The concept of time travel has always captured the imagination of physicists and laypersons alike. But is it really possible? Of course it is. We’re doing it right now, aren’t we? We are all traveling into the future one second at a time.

But that was not what you were thinking. Can we travel much further into the future? Absolutely. If we could travel close to the speed of light, or in the proximity of a black hole, time would slow down enabling us to travel arbitrarily far into the future. The really interesting question is whether we can travel back into the past.

Closed Time-Like Curves
Einstein’s general theory of relativity allows for the possibility of warping time to such a high degree that it actually folds upon itself, resulting in a time loop. Imagine you’re traveling along this loop; that means that at some point, you’d end up at a moment in the past and begin experiencing the same moments since, all over again — a bit like deja vu, except you wouldn’t realize it. Such constructs are often referred to as “closed time-like curves” or CTCs in the research literature, and popularly referred to as “time machines.” Time machines are a byproduct of effective, faster-than-light travel schemes, and understanding them can improve our understanding of how the universe works.

Over the past few decades, well-known physicists like Kip Thorne and Stephen Hawking produced seminal work on models related to time machines.

The general conclusion that has emerged from previous research, including Thorne’s and Hawking’s, is that nature forbids time loops. This is perhaps best explained in Hawking’s “Chronology Protection Conjecture,” which essentially says that nature doesn’t allow for changes to its past history, thus sparing us from the paradoxes that can emerge if time travel were possible.

Perhaps the most well-known amongst these paradoxes that emerge due to time travel into the past is the so-called “grandfather paradox” in which a traveler goes back into the past and murders his own grandfather. This alters the course of history in a way that a contradiction emerges: The traveler was never born and therefore cannot exist. There have been many movie and novel plots based on the paradoxes that result from time travel — perhaps some of the most popular ones being the Back to the Future movies and Groundhog Day.

Exotic Matter
Depending on the details, different physical phenomena may intervene to prevent closed time-like curves from developing in physical systems. The most common is the requirement for a particular type of “exotic” matter that must be present in order for a time loop to exist. Loosely speaking, exotic matter is matter that has negative mass. The problem is negative mass is not known to exist in nature.

Caroline Mallary, a doctoral student at the University of Massachusetts Dartmouth has published a new model for a time machine in the journal Classical and Quantum Gravity. This new model does not require any negative mass exotic material and offers a very simple design.

Mallary’s model consists of two super long cars — built of material that is not exotic, and have positive mass — parked in parallel. One car moves forward rapidly, leaving the other parked. Mallary was able to show that in such a setup, a time loop can be found in the space between the cars.

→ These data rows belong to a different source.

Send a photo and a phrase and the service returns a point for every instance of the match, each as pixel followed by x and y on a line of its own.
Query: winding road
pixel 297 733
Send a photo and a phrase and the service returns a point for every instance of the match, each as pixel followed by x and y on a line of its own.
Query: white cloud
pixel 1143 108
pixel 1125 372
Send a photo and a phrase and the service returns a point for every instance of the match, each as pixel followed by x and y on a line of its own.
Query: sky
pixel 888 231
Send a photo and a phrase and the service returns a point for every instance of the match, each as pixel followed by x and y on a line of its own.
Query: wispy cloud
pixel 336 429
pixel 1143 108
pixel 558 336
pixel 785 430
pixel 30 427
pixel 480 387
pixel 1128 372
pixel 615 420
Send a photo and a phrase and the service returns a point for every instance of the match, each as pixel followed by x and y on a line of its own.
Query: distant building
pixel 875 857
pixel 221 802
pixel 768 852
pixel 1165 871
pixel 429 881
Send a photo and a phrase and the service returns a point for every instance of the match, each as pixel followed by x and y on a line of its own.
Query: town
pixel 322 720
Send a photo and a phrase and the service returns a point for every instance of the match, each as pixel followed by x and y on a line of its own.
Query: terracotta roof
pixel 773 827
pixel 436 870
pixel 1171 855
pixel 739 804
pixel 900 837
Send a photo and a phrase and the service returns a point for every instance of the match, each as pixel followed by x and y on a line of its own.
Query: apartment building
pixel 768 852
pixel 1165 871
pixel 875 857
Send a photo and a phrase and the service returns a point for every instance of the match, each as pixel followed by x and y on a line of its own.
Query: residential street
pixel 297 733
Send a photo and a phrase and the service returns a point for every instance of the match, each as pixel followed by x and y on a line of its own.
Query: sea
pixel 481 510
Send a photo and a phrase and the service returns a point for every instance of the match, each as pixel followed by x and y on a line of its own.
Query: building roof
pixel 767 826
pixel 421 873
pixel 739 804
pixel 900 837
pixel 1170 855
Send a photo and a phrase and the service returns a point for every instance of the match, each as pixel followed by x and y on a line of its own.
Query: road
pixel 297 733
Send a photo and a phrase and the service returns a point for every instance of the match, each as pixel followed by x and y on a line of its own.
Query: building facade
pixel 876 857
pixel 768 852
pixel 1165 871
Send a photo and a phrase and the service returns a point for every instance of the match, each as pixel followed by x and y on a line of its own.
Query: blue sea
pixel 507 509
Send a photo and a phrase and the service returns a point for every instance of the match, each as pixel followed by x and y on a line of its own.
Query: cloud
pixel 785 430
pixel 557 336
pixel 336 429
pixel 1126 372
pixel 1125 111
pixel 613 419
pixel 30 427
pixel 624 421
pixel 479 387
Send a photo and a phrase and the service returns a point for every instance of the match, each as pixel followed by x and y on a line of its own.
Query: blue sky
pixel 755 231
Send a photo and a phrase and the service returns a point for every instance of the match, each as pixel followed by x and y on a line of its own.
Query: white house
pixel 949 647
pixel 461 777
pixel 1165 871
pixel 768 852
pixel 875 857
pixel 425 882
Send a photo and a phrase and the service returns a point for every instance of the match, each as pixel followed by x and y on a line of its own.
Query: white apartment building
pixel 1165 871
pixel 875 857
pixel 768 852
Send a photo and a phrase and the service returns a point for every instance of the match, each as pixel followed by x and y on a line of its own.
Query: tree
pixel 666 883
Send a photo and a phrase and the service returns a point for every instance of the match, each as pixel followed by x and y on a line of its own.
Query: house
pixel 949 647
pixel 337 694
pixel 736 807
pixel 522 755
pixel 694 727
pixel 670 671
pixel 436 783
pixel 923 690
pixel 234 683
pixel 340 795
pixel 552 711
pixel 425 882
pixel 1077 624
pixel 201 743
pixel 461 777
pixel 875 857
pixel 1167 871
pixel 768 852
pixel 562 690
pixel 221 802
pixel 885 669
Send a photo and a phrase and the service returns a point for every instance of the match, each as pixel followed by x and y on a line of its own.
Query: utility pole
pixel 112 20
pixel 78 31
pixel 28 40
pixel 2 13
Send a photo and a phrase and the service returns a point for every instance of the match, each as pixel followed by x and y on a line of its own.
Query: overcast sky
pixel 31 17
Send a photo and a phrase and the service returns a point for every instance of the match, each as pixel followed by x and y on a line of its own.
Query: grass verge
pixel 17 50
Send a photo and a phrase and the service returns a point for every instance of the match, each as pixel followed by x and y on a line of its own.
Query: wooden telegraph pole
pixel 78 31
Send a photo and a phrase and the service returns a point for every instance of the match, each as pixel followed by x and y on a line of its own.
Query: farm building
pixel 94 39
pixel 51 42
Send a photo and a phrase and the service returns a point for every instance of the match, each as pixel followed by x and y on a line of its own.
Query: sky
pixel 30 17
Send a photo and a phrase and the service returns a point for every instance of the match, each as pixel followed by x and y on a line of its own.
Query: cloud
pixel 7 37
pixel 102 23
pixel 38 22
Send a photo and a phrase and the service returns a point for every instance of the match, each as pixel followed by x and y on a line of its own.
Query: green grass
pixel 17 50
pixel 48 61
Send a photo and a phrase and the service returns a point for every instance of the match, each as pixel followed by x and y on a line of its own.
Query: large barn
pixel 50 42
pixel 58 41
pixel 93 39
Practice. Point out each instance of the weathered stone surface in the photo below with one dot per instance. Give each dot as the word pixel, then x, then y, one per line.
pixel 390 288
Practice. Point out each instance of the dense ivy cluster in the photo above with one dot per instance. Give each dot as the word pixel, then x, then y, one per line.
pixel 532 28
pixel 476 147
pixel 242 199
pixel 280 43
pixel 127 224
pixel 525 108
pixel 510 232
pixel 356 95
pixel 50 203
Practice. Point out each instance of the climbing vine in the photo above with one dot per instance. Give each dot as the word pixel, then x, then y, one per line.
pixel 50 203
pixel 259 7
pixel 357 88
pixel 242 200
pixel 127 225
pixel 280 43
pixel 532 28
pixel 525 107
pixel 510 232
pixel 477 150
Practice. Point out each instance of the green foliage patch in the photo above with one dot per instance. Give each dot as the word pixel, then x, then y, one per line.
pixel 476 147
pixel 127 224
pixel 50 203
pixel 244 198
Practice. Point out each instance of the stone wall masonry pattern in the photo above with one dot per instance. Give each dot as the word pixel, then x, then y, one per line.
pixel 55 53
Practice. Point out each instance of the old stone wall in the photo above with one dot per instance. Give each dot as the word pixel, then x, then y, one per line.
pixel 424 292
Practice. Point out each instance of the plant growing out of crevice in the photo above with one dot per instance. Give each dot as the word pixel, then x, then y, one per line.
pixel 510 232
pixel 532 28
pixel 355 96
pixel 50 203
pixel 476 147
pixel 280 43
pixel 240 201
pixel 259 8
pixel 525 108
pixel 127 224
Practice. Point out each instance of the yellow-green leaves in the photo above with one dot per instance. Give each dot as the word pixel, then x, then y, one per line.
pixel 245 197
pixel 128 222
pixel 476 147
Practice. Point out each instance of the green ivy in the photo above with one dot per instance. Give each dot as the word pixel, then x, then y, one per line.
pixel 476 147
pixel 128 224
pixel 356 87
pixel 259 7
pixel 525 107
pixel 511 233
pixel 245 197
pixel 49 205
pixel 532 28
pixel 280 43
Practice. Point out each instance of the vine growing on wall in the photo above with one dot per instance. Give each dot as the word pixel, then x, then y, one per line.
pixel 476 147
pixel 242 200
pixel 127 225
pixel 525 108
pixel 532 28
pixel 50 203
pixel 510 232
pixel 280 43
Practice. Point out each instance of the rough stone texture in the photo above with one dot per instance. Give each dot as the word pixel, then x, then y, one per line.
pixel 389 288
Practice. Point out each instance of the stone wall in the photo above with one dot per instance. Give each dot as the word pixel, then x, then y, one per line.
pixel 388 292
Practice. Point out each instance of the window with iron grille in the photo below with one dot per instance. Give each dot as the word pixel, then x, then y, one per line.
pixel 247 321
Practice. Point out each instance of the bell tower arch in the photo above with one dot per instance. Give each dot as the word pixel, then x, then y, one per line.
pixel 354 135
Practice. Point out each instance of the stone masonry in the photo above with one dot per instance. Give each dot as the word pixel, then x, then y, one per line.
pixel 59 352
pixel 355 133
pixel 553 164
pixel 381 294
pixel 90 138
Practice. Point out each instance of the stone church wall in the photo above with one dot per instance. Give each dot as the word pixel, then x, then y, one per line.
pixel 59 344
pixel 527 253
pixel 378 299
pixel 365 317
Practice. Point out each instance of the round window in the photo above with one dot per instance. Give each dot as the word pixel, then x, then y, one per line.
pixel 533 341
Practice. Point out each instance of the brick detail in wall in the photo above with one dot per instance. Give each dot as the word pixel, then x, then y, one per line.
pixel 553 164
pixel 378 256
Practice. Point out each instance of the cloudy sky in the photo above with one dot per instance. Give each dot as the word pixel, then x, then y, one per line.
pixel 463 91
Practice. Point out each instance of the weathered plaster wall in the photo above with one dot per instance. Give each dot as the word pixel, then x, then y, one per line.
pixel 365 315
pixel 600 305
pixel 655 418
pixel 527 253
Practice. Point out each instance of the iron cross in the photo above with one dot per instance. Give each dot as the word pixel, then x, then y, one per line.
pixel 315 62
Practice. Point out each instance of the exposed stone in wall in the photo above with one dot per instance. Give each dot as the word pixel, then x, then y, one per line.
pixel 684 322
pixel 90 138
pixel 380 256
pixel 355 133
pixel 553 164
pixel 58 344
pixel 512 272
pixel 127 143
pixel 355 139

So Can You build This in Your Backyard?
If you suspect there is a catch, you are correct. Mallary’s model requires that the center of each car has infinite density. That means they contain objects — called singularities — with an infinite density, temperature, and pressure. Moreover, unlike singularities that are present in the interior of black holes, which makes them totally inaccessible from the outside, the singularities in Mallary’s model are completely bare and observable and, therefore, have true physical effects.

Physicists don’t expect such peculiar objects to exist in nature, either. So, unfortunately, a time machine is not going to be available anytime soon. However, this work shows that physicists may have to refine their ideas about why closed time-like curves are forbidden.